Photography and a blast from the past in Edinburgh

After a few days of getting up before dawn, some early train journeys, painting the flat bathroom and having the boiler fixed for a hefty sum, it was time for a little pleasure. The sunny, warm and still Indian summer days we have been enjoying for the last few weeks are coming to an end. The sky was still blue today but the wind was strong and had blown all the fallen leaves onto the pavement.

Leaves 2 22 Oct 2015 (1 of 1)Leaves 1 22 Oct 2015 (1 of 1)

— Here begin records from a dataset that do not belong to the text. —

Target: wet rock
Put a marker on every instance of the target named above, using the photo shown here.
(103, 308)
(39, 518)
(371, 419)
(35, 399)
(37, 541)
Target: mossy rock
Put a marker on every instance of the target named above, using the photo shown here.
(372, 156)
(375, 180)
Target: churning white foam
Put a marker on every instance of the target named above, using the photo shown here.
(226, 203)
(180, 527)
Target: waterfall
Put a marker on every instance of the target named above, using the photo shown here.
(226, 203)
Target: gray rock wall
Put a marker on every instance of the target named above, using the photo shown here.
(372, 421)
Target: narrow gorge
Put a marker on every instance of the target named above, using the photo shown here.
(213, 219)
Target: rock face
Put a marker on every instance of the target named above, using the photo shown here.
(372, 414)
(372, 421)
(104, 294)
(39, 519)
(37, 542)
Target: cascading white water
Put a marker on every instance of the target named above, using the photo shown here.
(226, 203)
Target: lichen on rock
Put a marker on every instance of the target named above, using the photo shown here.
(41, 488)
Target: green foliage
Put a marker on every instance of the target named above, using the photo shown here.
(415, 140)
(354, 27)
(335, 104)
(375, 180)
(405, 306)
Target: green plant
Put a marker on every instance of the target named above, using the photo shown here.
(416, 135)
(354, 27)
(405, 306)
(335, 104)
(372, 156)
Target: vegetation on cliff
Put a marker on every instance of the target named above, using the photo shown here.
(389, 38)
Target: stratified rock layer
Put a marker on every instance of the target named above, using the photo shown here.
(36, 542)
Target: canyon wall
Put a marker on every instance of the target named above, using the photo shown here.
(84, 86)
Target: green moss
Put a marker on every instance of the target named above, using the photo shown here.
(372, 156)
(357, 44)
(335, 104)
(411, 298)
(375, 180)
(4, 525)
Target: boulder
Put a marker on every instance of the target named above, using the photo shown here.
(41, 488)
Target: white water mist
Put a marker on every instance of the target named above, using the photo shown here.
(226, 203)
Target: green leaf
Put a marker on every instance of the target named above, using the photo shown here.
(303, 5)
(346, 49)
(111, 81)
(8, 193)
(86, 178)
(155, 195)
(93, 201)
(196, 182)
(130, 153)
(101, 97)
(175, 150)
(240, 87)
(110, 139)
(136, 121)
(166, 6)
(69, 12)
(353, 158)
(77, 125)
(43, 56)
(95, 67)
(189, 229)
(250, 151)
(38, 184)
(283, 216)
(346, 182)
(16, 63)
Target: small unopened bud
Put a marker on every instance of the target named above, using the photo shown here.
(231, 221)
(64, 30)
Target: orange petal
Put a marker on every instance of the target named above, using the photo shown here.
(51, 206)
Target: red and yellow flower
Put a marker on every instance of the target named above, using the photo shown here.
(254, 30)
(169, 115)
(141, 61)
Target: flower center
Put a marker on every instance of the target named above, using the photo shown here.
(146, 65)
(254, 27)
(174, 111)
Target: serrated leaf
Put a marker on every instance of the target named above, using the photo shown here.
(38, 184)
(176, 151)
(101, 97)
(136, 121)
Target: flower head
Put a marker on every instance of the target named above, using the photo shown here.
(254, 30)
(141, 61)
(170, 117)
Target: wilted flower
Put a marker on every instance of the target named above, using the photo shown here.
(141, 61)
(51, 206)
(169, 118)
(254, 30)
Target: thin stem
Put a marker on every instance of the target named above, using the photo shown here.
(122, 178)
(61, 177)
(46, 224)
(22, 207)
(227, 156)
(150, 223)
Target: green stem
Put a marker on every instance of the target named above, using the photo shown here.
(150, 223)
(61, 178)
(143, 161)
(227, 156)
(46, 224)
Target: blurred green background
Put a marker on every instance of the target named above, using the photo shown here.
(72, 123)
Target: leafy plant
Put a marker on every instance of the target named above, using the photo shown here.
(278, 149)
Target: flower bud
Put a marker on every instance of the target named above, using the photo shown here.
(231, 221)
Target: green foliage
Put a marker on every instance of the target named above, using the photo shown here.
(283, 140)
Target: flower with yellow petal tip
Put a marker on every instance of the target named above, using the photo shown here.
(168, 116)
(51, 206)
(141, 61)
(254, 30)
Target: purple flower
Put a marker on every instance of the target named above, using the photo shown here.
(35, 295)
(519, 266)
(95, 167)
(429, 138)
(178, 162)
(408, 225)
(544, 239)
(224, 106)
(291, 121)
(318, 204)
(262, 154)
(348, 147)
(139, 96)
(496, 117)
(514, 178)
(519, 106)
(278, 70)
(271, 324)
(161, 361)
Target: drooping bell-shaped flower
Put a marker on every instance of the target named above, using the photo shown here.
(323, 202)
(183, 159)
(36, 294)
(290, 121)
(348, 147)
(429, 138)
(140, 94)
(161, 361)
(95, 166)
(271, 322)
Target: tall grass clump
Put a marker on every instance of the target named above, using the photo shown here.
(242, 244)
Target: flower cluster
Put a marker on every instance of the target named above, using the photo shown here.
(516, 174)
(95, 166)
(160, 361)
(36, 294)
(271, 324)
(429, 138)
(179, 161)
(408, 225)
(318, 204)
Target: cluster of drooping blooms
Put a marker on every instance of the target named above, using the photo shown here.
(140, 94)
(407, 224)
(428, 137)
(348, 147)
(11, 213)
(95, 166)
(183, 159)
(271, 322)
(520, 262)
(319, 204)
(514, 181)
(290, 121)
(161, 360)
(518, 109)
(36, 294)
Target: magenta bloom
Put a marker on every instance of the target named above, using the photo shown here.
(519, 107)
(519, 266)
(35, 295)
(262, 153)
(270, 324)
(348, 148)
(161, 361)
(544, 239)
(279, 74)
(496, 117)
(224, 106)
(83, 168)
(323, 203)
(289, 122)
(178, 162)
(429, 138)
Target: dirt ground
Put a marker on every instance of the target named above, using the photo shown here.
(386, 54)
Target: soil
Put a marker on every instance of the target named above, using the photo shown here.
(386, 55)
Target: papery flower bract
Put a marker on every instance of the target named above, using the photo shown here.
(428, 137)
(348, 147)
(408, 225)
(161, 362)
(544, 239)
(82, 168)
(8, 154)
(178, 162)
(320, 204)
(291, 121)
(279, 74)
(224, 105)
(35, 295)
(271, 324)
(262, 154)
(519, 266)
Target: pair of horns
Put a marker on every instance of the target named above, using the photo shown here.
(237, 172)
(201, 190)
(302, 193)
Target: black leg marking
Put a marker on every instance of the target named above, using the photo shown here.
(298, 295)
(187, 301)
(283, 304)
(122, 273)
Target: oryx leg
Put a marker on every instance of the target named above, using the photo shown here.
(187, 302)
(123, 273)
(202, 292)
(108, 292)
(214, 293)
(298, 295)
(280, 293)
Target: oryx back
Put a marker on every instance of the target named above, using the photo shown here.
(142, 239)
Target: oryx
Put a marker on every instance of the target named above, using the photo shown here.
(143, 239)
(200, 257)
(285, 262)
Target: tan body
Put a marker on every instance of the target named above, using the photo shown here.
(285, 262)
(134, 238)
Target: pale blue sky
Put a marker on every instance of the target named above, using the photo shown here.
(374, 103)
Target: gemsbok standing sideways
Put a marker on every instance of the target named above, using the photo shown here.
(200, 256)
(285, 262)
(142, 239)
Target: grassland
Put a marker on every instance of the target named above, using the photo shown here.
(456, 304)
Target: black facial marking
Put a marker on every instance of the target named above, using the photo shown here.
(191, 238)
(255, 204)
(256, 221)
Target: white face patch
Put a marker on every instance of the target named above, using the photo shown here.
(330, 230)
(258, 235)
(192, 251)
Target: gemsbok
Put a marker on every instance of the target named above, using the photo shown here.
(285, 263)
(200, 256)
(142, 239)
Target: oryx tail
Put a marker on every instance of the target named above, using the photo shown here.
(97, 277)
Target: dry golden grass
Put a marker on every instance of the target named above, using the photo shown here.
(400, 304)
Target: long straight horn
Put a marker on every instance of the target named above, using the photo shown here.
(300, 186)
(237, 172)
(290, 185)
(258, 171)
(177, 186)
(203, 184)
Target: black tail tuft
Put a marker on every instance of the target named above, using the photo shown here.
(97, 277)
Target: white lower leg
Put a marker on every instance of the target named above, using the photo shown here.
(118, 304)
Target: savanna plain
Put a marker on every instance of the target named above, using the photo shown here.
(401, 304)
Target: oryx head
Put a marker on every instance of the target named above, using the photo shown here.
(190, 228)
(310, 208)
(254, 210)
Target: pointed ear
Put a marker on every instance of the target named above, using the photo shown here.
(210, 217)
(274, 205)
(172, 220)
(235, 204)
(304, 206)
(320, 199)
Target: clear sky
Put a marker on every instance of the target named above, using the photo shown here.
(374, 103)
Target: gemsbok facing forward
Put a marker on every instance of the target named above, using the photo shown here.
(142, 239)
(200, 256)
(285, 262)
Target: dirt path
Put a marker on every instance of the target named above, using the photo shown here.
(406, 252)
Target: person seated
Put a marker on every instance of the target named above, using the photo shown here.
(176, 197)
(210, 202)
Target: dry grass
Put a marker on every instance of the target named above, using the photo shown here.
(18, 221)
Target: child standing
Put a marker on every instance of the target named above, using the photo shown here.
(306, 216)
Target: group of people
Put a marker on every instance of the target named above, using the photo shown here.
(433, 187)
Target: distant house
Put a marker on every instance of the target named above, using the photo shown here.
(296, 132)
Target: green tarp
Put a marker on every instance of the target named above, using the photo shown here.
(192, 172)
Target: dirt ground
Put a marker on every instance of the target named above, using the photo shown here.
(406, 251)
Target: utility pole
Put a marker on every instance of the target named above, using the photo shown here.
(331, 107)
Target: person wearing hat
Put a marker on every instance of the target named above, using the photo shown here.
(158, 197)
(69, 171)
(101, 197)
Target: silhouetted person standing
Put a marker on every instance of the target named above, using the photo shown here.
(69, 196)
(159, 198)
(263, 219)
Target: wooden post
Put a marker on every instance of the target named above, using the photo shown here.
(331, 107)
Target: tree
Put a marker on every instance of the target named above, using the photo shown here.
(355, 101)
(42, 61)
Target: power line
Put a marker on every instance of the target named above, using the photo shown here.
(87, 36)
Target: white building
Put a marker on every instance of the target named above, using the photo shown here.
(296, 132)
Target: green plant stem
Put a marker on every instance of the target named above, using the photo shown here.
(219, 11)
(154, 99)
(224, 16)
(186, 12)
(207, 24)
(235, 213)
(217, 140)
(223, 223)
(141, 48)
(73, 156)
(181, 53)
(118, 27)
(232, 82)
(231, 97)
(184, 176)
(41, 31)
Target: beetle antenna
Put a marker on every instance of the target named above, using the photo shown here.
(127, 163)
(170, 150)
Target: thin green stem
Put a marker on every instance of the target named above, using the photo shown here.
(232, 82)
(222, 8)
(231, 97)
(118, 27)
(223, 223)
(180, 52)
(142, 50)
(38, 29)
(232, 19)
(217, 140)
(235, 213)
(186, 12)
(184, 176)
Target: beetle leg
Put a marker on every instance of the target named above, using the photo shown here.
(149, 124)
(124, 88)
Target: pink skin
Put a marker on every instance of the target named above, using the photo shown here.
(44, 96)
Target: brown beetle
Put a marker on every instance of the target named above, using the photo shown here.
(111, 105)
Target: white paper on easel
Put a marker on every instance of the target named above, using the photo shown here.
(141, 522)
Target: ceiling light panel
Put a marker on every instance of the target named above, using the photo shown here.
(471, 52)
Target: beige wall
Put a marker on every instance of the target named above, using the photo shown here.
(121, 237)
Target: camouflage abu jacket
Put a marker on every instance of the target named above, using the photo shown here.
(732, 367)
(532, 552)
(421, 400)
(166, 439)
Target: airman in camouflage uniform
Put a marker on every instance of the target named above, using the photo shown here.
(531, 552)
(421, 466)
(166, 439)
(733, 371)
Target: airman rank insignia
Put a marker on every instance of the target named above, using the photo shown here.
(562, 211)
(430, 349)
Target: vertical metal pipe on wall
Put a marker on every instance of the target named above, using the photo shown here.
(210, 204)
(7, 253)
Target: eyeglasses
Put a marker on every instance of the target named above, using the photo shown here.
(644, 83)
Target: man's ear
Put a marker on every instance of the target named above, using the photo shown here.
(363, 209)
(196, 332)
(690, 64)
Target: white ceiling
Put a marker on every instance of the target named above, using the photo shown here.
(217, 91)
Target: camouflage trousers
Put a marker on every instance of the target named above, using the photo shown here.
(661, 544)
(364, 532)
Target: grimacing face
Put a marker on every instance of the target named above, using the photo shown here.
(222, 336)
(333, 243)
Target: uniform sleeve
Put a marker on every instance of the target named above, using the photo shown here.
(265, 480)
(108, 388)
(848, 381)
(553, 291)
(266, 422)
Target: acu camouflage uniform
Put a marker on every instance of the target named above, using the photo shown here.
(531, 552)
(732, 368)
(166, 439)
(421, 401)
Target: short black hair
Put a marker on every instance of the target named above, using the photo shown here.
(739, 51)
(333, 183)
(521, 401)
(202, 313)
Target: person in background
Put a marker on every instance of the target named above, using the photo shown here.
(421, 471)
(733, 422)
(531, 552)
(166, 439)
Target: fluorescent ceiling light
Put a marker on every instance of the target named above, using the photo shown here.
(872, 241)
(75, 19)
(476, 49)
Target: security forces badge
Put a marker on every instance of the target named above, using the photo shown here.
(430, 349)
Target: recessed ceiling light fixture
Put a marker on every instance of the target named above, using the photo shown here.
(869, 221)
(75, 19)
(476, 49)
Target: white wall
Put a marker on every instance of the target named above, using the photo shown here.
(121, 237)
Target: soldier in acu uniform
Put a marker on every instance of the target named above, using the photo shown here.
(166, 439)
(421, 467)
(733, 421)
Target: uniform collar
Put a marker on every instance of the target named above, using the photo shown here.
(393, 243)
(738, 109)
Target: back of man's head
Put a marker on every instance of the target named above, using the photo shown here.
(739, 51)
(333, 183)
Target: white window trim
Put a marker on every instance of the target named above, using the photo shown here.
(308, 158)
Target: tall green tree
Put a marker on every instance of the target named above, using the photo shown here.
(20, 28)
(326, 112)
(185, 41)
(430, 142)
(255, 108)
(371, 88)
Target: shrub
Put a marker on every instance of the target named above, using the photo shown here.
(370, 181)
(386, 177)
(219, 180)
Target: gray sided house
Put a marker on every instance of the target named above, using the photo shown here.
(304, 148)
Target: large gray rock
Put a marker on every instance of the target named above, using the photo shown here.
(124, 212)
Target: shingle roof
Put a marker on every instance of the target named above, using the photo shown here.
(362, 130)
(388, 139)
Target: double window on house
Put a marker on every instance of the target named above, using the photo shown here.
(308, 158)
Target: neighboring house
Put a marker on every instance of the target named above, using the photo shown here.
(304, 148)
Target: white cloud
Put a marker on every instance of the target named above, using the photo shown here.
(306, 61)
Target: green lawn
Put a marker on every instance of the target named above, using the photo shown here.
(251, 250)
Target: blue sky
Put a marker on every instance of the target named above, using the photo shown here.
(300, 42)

I was heading for the National Portrait Gallery in Queen Street to see a photography exhibition documenting Scotland one year after the Referendum entitled ‘Document Scotland: The Ties That Bind’. The gallery itself is a fabulously decorated building:
Gallery 22 Oct 2015 (1 of 1)

The section of the exhibition that spoke most to me was Sophie Gerrard’s ‘Drawn to the land’, a series of pictures of female hill farmers in various parts of the country. Having been brought up with the children of hill sheep farmers on the Ochils and the Perthshire hills, a sheep to me will always mean a Scottish Black-faced Hill Sheep. I love the uplands and cannot believe that I have spent the last 25+ years living just above sea level. The photographs did not shy away from addressing the hard life many hill farmers have but also celebrated it and why these particular women had chosen either to stay in what is usually a male career or return to it, having moved away.
Photo 22 Oct 2015 (1 of 1)
Other parts of the exhibition focussed on the links (particularly slavery) between Scotland and Jamaica and the lower levels of the Scottish Football League. I am still waiting for my camera to come back from repair and to indulge my passion again.